Around the League '16-'17 Other Teams' Free Agent Frenzy

Status
Not open for further replies.
It does sound silly, and I know Chicago is in a bad cap situation, but its not like Hosa was an over the hill player with a bad cap hit that they desperately needed to get off the books. The guy was one of their best players. I don't think they would make up the rash thing to simply get him off the books.

He's making a million in each of the last 4 years of his contract. This was always the plan. Hossa just happened to get this rash, or it became a big deal, in the first year of the last 4 years of his contract? Same as Zetterberg. He's already said he's probably going to retire after next year, just as his salary drops to $1m for 2 years. Those contracts were signed when you could do that, so you can only hold teams and players to a standard for so long. Entirely possible Hossa has been playing with the rash for decades, and only planned on playing until he was 38. Those last 4 years were thrown on there to keep the cap hit low.

Hossa's made most of his money. He's played a lot of games. The equivalent of 16 years, plus another 2.5 of playoff hockey. He goes on LTIR, and he still gets that peasant's salary for this year, and each of the next 3 years. If his salary was $4m again like last year, does he say he can't play? The world will never know.
 
It makes me wonder about Jeff Carter.

Starting in 2019 he'll be getting paid 3M. Then 2M in each of the following years.

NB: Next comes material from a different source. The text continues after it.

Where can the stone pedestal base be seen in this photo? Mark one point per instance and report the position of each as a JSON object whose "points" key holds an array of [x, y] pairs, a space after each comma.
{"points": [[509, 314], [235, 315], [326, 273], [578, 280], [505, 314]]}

Is he really going to play for that little? Is it worth it to him to put in full effort when only getting paid that much?
 
The part that needs to be fixed is the retirement part. If they can't play again they retire especially on the 35+ contracts.
There's really no big deal even trading them while on it. But there should be an expectation they'll maybe return.
My biggest example is Pronger. Working for the league while collecting a players salary. The should be circumvention.

And the Flyers saved 5 mil a year in cap space, then were able to trade him to a team who had cap space.
 
It makes me wonder about Jeff Carter.

Starting in 2019 he'll be getting paid 3M. Then 2M in each of the following years.

Is he really going to play for that little? Is it worth it to him to put in full effort when only getting paid that much?

Front loaded contracts tend to do that. By then he'd have already made 51 mil of the 58 mil contract. Crosbys contract goes from 9 mil to 3 mil in 5 years.
 
And the Flyers saved 5 mil a year in cap space, then were able to trade him to a team who had cap space.

I am good with the LTIR cap savings and the ability to trade it.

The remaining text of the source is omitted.